In March 2014, researchers launched Encore, a system to provide real-time and global measurements of Internet censorship. To understand how it worked, let’s think about it in the context of your personal webpage (if you don’t have one, you can imagine your friend’s). One way to think about your webpage is as a computer program written in the html language. When a user visits your website, her computer downloads your html program and then renders it on her screen. Thus, your webpage is a program that is able to induce other people’s computers to follow certain sets of instructions. Therefore, the researchers, Sam Burnett and Nick Feamster, who were at Georgia Tech, encouraged website owners to install a small code snippit into their webpages:
<iframe src="//encore.noise.gatech.edu/task.html"
width="0" height="0"
style="display: none"></iframe>
If you visit a webpage with this code snippit in it, here’s what will happen. While your web browser was rending the webpage, the code snippit will cause your computer to try to contact a website that the researchers were monitoring. For example, it could be the website of a banned political party or persecuted religious group. Then, your computer will report back to the researchers about whether it was able to contact the potentially blocked website (Figure 6.2). Further, all of this would be invisible to you unless they checked the html source file of your webpage. Such invisible third-party page requests are actually quite common on the web (Narayanan and Zevenbergen 2015), but they rarely involve explicit attempts to measure censorship.

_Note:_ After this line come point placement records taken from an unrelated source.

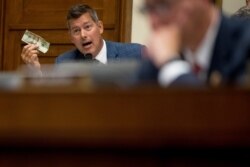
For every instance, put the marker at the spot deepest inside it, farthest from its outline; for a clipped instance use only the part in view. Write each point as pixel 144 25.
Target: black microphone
pixel 88 56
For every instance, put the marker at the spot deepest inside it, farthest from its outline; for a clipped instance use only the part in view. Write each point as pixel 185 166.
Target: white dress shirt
pixel 102 55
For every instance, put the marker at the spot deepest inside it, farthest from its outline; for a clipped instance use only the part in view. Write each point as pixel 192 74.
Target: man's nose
pixel 83 34
pixel 154 21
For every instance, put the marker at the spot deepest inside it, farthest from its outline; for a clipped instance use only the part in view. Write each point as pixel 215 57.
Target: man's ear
pixel 100 26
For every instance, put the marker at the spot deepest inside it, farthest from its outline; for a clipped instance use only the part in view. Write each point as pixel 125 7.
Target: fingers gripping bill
pixel 32 38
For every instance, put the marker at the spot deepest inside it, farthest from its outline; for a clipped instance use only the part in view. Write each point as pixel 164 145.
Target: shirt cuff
pixel 171 71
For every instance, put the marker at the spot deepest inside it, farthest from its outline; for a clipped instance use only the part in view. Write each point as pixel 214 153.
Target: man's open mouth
pixel 86 44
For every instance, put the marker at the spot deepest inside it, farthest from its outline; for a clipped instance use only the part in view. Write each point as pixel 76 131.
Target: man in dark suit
pixel 243 12
pixel 85 31
pixel 214 49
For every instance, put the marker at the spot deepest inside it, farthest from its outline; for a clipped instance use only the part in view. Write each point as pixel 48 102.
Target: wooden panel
pixel 1 31
pixel 48 19
pixel 53 126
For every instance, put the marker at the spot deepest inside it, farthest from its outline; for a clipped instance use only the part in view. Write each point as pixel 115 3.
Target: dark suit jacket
pixel 228 62
pixel 115 51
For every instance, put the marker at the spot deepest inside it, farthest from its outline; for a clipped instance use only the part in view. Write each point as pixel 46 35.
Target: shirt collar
pixel 202 56
pixel 102 55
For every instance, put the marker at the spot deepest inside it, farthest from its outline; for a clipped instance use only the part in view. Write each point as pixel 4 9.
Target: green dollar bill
pixel 32 38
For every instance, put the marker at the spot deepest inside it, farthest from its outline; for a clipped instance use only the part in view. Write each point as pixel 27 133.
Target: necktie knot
pixel 196 68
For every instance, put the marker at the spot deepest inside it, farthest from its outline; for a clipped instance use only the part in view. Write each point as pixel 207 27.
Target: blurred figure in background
pixel 243 12
pixel 192 43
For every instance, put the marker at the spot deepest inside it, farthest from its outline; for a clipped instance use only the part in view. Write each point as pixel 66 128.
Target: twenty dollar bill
pixel 32 38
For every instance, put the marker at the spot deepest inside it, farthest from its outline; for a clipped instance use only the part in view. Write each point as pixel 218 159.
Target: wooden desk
pixel 135 127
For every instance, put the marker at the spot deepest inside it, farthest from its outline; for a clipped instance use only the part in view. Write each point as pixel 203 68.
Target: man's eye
pixel 75 31
pixel 88 27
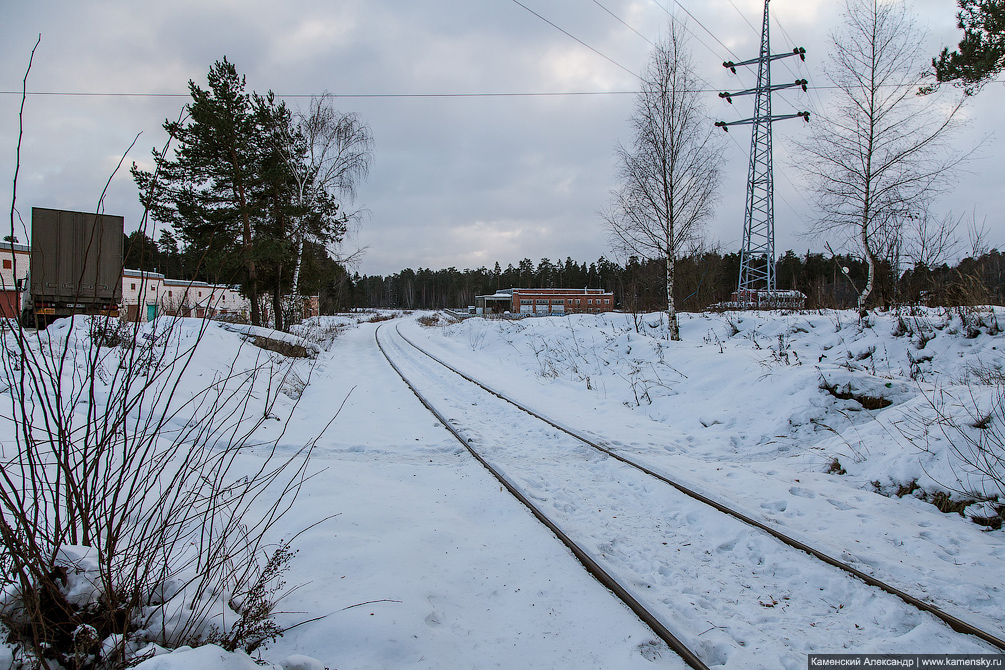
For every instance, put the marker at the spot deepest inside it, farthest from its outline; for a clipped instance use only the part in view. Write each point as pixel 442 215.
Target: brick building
pixel 545 301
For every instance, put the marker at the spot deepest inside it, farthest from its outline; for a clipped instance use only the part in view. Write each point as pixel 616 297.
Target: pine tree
pixel 981 53
pixel 207 191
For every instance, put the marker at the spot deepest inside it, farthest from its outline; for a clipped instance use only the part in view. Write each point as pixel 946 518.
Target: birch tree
pixel 330 154
pixel 669 173
pixel 878 154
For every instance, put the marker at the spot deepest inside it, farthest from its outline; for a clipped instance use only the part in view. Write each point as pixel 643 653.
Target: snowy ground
pixel 429 565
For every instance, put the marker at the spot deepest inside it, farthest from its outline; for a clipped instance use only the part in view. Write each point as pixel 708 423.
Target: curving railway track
pixel 689 567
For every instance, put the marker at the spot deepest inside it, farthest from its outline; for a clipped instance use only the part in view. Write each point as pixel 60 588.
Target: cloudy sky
pixel 470 168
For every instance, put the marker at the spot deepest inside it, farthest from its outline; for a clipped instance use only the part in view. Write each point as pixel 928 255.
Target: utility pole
pixel 757 257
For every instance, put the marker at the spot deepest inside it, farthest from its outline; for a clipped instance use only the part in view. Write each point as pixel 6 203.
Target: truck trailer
pixel 75 267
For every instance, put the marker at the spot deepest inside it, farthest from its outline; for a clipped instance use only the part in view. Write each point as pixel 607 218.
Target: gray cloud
pixel 461 182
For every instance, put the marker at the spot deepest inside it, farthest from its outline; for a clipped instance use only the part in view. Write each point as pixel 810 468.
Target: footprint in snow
pixel 776 506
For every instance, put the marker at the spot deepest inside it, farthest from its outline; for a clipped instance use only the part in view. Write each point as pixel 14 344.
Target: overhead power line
pixel 560 93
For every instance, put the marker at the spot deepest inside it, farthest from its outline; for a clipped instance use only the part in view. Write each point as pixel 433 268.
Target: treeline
pixel 701 281
pixel 253 192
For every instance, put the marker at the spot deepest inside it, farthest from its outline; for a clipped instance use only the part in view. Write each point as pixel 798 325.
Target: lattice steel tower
pixel 757 257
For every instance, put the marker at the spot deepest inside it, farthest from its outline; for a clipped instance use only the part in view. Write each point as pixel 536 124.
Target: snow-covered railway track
pixel 667 550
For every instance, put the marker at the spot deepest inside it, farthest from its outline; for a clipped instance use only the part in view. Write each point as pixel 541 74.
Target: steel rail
pixel 954 623
pixel 592 567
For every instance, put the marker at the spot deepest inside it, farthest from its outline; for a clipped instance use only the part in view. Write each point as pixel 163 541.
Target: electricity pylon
pixel 757 257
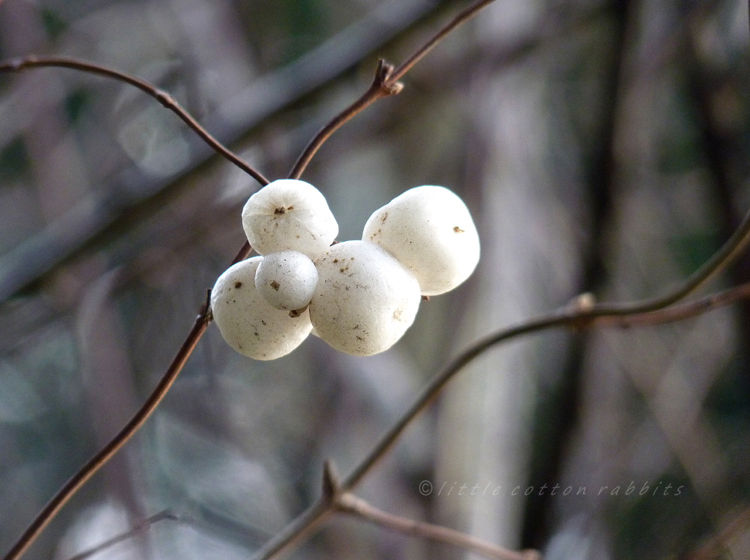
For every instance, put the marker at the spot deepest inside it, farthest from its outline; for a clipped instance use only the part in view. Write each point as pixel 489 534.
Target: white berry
pixel 430 231
pixel 289 215
pixel 365 299
pixel 286 279
pixel 248 322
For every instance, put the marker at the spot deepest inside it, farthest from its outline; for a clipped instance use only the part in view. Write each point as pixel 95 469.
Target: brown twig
pixel 385 84
pixel 108 451
pixel 350 504
pixel 161 96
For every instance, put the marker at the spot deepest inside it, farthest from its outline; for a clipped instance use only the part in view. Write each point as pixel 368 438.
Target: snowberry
pixel 286 279
pixel 365 299
pixel 430 231
pixel 289 215
pixel 247 322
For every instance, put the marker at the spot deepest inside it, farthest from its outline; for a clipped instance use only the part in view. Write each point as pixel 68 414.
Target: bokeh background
pixel 602 146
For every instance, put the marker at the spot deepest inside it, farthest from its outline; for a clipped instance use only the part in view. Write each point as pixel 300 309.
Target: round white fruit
pixel 248 322
pixel 289 215
pixel 430 231
pixel 286 279
pixel 365 299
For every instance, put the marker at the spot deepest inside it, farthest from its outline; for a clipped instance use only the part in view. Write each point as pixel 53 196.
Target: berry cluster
pixel 358 296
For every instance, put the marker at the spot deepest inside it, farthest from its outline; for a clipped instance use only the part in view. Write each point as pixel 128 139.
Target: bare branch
pixel 161 96
pixel 108 451
pixel 385 84
pixel 352 505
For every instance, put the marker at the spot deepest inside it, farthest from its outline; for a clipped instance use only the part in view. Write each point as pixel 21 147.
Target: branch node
pixel 164 98
pixel 381 83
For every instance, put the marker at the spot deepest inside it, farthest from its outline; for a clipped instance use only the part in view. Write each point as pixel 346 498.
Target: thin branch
pixel 385 84
pixel 380 88
pixel 108 451
pixel 161 96
pixel 140 527
pixel 350 504
pixel 678 312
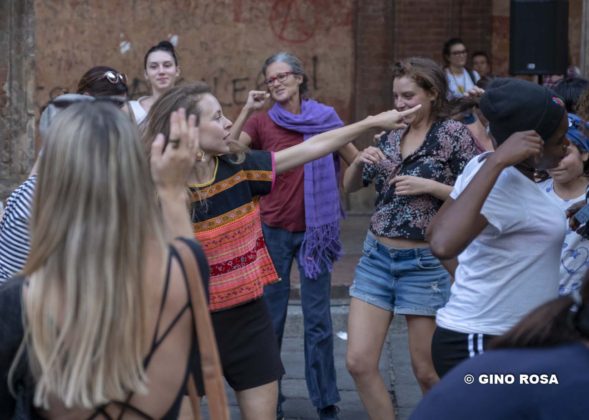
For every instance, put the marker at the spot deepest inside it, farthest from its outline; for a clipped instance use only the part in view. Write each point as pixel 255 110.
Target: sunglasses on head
pixel 114 77
pixel 63 101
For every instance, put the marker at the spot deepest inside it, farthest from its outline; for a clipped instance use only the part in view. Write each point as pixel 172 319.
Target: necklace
pixel 210 180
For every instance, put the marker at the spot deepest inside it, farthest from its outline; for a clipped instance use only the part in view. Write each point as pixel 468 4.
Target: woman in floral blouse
pixel 413 169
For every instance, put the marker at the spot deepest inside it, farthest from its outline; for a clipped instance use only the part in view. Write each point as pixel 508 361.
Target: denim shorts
pixel 403 281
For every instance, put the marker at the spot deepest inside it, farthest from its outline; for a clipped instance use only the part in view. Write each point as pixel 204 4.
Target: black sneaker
pixel 328 413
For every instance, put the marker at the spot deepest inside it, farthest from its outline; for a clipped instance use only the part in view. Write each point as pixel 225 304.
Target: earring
pixel 200 156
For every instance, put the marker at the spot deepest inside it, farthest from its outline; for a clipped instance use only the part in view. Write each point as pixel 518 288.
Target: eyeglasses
pixel 115 78
pixel 281 77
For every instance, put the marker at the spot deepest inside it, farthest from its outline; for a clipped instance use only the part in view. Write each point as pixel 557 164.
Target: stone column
pixel 373 26
pixel 17 88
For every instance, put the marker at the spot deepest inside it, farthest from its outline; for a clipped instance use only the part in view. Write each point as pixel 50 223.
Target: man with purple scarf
pixel 300 217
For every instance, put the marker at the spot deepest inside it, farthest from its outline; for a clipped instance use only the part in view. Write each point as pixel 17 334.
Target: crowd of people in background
pixel 475 177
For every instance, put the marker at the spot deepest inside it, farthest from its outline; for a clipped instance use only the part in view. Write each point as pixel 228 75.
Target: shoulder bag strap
pixel 207 344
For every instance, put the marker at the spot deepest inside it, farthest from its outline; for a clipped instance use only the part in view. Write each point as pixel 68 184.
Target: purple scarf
pixel 321 244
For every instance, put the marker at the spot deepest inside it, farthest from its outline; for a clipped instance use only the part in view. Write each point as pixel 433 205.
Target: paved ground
pixel 394 364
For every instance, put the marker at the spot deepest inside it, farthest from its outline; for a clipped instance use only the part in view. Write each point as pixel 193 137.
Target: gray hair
pixel 296 66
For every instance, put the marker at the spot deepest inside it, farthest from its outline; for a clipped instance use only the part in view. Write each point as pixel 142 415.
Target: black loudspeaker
pixel 539 36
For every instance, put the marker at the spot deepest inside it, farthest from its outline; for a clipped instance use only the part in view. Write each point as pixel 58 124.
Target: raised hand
pixel 256 99
pixel 474 92
pixel 369 155
pixel 390 120
pixel 518 147
pixel 172 163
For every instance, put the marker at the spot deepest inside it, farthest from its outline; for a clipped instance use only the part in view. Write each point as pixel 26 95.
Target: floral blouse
pixel 447 148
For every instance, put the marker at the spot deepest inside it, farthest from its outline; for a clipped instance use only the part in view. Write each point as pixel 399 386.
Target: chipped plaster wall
pixel 223 42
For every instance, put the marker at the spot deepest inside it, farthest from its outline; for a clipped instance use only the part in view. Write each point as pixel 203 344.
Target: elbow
pixel 441 247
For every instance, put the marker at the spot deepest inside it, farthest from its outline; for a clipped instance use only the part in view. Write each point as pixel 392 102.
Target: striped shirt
pixel 14 229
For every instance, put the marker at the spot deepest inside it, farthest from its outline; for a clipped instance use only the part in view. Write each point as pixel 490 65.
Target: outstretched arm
pixel 459 221
pixel 328 142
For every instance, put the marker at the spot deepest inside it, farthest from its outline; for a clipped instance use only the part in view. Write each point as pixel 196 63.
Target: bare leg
pixel 258 403
pixel 421 330
pixel 367 330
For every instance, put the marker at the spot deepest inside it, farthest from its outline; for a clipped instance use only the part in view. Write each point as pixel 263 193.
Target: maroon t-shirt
pixel 285 206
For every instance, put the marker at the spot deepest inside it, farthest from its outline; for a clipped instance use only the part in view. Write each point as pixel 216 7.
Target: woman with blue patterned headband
pixel 567 185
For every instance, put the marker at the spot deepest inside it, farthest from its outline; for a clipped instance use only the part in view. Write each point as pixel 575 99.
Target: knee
pixel 359 367
pixel 425 374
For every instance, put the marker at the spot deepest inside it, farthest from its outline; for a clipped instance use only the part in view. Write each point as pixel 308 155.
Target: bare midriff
pixel 401 243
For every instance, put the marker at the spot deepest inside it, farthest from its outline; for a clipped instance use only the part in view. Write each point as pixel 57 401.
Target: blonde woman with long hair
pixel 107 321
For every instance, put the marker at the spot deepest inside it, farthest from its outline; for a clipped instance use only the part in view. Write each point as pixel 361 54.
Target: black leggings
pixel 449 348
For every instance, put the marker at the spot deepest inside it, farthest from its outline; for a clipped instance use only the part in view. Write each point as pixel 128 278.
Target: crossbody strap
pixel 207 344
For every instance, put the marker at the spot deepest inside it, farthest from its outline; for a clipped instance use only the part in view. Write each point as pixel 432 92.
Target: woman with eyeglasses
pixel 161 71
pixel 460 79
pixel 225 188
pixel 98 82
pixel 301 216
pixel 102 307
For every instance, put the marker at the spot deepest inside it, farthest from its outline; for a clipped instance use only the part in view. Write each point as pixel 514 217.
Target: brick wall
pixel 16 93
pixel 422 26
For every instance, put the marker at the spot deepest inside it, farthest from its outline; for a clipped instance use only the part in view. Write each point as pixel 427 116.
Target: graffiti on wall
pixel 230 89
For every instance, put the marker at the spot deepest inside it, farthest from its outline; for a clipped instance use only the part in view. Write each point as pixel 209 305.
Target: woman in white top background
pixel 460 79
pixel 161 72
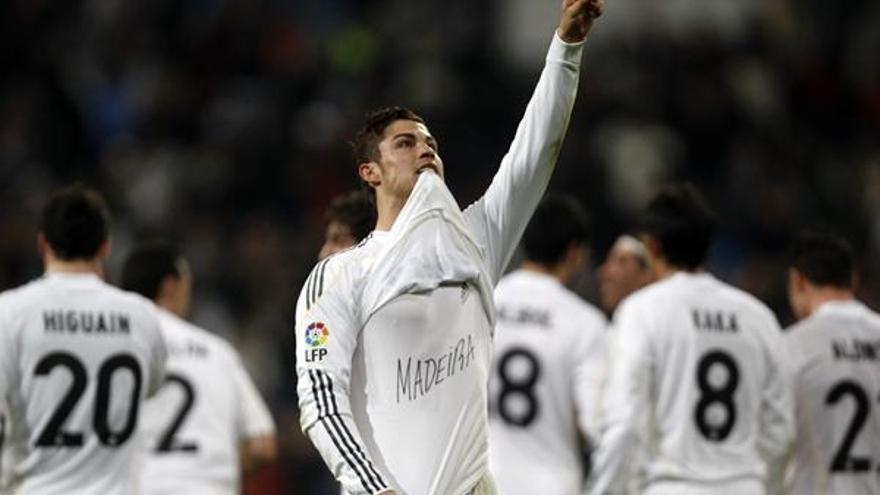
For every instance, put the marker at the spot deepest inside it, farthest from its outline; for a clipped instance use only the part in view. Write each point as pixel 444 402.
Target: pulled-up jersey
pixel 393 336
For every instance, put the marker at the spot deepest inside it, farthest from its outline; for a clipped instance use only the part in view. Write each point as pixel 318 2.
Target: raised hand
pixel 577 18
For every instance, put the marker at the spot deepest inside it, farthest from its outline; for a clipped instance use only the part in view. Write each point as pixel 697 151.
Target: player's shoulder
pixel 176 329
pixel 336 272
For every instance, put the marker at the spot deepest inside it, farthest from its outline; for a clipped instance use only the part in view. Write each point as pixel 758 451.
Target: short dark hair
pixel 148 265
pixel 680 220
pixel 356 210
pixel 76 222
pixel 365 147
pixel 559 221
pixel 824 258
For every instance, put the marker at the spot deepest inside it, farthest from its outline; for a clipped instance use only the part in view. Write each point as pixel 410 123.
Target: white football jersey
pixel 395 394
pixel 697 383
pixel 194 426
pixel 835 360
pixel 79 357
pixel 547 372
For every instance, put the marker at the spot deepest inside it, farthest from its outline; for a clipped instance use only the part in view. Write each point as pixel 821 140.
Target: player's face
pixel 620 275
pixel 406 150
pixel 337 238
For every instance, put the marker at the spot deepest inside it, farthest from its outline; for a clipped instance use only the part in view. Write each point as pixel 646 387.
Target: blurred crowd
pixel 222 125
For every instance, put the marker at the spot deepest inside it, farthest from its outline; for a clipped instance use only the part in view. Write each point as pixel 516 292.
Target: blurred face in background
pixel 625 270
pixel 406 150
pixel 337 238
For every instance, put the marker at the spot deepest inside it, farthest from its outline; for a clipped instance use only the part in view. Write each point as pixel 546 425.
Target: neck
pixel 664 270
pixel 76 266
pixel 822 295
pixel 387 208
pixel 559 272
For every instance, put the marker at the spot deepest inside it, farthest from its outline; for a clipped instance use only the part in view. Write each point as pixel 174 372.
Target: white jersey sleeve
pixel 626 396
pixel 254 418
pixel 499 218
pixel 327 332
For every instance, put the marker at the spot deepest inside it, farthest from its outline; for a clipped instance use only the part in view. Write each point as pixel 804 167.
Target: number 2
pixel 168 443
pixel 843 462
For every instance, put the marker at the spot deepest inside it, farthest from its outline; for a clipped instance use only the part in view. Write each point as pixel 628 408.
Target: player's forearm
pixel 325 415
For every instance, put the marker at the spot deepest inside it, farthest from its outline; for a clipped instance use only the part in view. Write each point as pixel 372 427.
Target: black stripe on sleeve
pixel 329 427
pixel 309 289
pixel 363 458
pixel 321 280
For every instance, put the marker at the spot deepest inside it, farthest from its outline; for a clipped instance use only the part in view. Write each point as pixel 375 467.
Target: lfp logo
pixel 317 335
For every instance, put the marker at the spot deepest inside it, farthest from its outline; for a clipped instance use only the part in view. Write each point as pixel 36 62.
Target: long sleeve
pixel 777 424
pixel 588 375
pixel 626 397
pixel 499 218
pixel 255 420
pixel 326 338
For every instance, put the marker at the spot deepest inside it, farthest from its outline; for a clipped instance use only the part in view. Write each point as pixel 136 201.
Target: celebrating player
pixel 625 270
pixel 350 218
pixel 548 363
pixel 695 378
pixel 393 336
pixel 79 357
pixel 208 424
pixel 834 353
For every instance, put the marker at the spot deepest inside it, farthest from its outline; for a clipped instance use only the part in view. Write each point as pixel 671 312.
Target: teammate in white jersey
pixel 208 424
pixel 78 357
pixel 696 386
pixel 625 270
pixel 350 217
pixel 548 363
pixel 834 353
pixel 393 336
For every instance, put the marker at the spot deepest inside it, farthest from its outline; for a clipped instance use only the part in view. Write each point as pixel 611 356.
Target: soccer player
pixel 626 269
pixel 834 353
pixel 548 362
pixel 79 357
pixel 350 218
pixel 393 336
pixel 208 423
pixel 696 387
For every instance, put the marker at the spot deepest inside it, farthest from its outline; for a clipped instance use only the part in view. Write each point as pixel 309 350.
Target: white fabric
pixel 87 325
pixel 838 347
pixel 347 374
pixel 664 334
pixel 202 455
pixel 549 346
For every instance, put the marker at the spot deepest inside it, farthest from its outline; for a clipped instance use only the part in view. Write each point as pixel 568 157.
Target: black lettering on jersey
pixel 856 350
pixel 525 316
pixel 86 322
pixel 714 321
pixel 417 377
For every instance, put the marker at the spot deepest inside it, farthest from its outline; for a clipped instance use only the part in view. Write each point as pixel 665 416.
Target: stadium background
pixel 222 125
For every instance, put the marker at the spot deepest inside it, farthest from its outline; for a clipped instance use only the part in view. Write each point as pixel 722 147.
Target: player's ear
pixel 104 250
pixel 42 245
pixel 370 173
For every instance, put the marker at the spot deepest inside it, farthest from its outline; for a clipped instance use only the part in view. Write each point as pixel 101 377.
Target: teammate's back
pixel 548 361
pixel 834 353
pixel 696 388
pixel 713 353
pixel 208 414
pixel 79 357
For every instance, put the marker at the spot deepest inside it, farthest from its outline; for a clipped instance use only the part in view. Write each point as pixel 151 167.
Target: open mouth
pixel 428 166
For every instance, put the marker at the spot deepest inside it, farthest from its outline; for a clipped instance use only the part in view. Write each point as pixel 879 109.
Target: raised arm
pixel 326 337
pixel 499 218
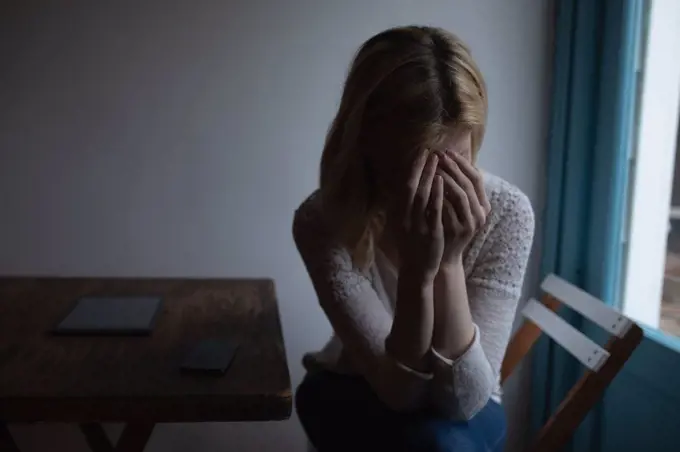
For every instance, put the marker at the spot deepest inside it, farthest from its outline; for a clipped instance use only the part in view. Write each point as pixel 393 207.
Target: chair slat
pixel 581 347
pixel 585 304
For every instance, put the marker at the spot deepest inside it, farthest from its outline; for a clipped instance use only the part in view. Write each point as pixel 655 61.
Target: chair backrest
pixel 602 363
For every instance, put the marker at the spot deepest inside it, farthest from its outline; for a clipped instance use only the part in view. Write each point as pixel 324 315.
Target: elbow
pixel 461 399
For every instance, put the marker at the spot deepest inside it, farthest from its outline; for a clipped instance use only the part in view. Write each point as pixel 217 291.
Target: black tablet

This approach has some very attractive technical properties for measuring censorship. If enough websites add this code snippit, then the researchers can have a real-time, global-scale measure of which websites are censored by which countries. Before launching the project, the researchers conferred with the IRB at Georgia Tech, and the IRB declined to review the project because it was not “human subjects research” under the Common Rule (the Common Rule is the set of regulations governing most federally-funded research in the US; for more information, see the Historical Appendix at the end of this chapter).
Soon after Encore was launched, however, the researchers were contacted by Ben Zevenbergen, then a graduate student, who raised questions about the ethics of the project. In particular, there was a concern that people in certain countries could be exposed to risk if their computer attempted to visit certain sensitive websites, and these people who were being exposed to risk did not consent to participate in the study. Based on these conversations, the Encore team modified the project to only attempt to measure the censorship of Facebook, Twitter, and YouTube because third-party attempts to access these sites are common during normal web browsing (e.g., every webpage with a Facebook Like Button triggers a third-party request to Facebook).
After collecting data using this modified design, a paper describing the methodology and some results was submitted to SIGCOMM, a prestigious computer science conference. The program committee appreciated the technical contribution of the paper, but expressed concern about the lack of informed consent from participants. Ultimately, the program committee decided to publish the paper, but with a signing statement expressing ethical concerns (Burnett and Feamster 2015). Such a signing statement had never been used before at SIGCOMM, and this case has led to additional debate by computer scientists about the nature of ethics in their research (Narayanan and Zevenbergen 2015).